También comparte el criterio expuesto en orden a las manifestaciones espontáneas, al recogerse doctrina jurisprudencial, que en este caso parece ser constituiría la razón para reflejar en el relato de Hechos Probados de la sentencia de instancia aquellas manifestaciones oídas de boca de la mujer a presencia policial, sin mediar "interrogatorio policial": los agentes de la Policía Nacional nº NUM000, NUM001, y NUM002, ... Doña Tarsila ..., donde les manifestó que había discutido con su pareja, que ésta la había agredido y que se había llevado las llaves del coche, apreciando los agentes actuantes un arañazo con sangre en la mano derecha y un chichón en la cabeza. Ante esta situación los agentes recomendaron a doña Tarsila que adoptase medidas de auto protección.
No queda probado que los menoscabos físicos que se apreciaron en doña Tarsila se debieran a una acción del acusado, Baltasar.
De ese relato fáctico claramente se diferencia lo que la mujer indica a los agentes (y éstos escuchan de su boca, sin poder contrastar esa información, dado que el acusado no se encontraba en el lugar, ni en las inmediaciones, ni es localizado donde les indica la mujer), lo que los agentes aprecian por sus sentidos (los vestigios lesivos que presentaba la mujer), y lo que los agentes policiales aconsejan a la mujer al manifestar ésta que no iba a acompañarles a Comisaría (extremos estos últimos indiferentes para el análisis valorativo, por tratarse de meras indicaciones de prevención y auto-protección ante eventuales situaciones agresivas futuras).

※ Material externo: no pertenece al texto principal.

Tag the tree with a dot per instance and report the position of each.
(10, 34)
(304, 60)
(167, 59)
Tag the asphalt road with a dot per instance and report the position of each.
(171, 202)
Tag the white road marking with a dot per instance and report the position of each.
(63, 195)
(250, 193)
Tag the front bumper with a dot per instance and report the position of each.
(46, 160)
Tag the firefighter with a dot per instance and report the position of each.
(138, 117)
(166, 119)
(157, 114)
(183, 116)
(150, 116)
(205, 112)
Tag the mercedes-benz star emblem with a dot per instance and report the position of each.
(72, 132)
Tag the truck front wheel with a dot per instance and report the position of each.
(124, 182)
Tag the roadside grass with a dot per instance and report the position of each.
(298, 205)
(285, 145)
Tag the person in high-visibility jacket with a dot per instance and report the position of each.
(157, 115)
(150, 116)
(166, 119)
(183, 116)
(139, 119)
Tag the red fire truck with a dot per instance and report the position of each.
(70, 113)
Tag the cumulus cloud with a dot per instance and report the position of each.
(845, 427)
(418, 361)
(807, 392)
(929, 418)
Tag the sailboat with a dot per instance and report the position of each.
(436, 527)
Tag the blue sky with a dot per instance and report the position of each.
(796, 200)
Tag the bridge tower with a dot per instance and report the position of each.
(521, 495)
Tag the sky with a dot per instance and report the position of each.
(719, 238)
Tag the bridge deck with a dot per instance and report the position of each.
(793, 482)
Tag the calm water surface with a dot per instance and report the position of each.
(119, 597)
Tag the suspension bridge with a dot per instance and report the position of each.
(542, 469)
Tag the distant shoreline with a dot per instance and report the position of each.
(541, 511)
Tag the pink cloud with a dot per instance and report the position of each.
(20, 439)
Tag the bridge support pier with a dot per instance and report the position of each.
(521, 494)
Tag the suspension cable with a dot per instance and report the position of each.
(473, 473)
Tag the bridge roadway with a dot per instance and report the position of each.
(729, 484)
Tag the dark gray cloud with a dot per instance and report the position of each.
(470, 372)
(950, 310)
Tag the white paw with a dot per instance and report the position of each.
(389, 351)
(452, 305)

Por lo tanto, la única inculpación del acusado descansaría en lo que los agentes escucharon de boca de la mujer al intervenir en la vivienda, manifestación que no ha sido efectuada por la mujer en sede policial ni judicial, y tampoco en la vista oral, al señalar en todo momento la mujer que no quería denunciar, y en sede judicial afirmando que no ha sufrido lesión alguna por parte de su pareja, que no la ha agredido, y que renuncia a toda acción, sin solicitar orden de protección. Línea de actuación que concluye en la vista oral acogiéndose a su facultad de no declarar, en base al artículo 416.1 de la Ley de Enjuiciamiento Criminal.
En esas circunstancias, la valoración probatoria efectuada por el Juzgador de instancia se aprecia fundada y razonable, dado que no existe prueba con valor suficiente de convicción para atribuir al acusado la autoría de las lesiones apreciadas por los agentes, al no darse ningún factor o dato que refuerce esas manifestaciones oídas por los agentes: ni de presencia en el lugar del acusado, ni de reconocimiento por parte de éste de su estancia en la vivienda momentos antes de la llegada de los agentes, ni de localización del mismo en las inmediaciones, y, tampoco, ningún extremo que permita datar los vestigios lesivos en tiempo que fije un contexto espacio/temporal que involucre al acusado en su posible causación.
En consecuencia, la insuficiencia probatoria de la prueba analizada por el Juez a quo sobre los soportes probatorios mencionados en el escrito de recurso del Ministerio Fiscal resultan razonables y fundados, y han llevado al pronunciamiento absolutorio que se censura.
Es por ello que la Sala, infiere una ajustada y correcta valoración probatoria por parte del Juzgador de instancia atendiendo a los medios de prueba desplegados.
En definitiva, frente a las conclusiones del Juez a quo podrá sostenerse un criterio divergente, por sustentarse legítimas posturas frente a las judicialmente acogidas, pero lo que no cabe es apreciar injustificadas, extravagantes, irreflexivas o absurdas las reflejadas judicialmente, que aparecen fundadas desde el punto de vista de su razonabilidad y racionalidad, lo que lleva a la desestimación del recurso de apelación interpuesto.
SEGUNDO: Se declaran de oficio las costas de esta alzada, en atención a los artículos 239 y 240.1º de la Ley de Enjuiciamiento Criminal.
Vistos los artículos citados y demás de general y pertinente aplicación.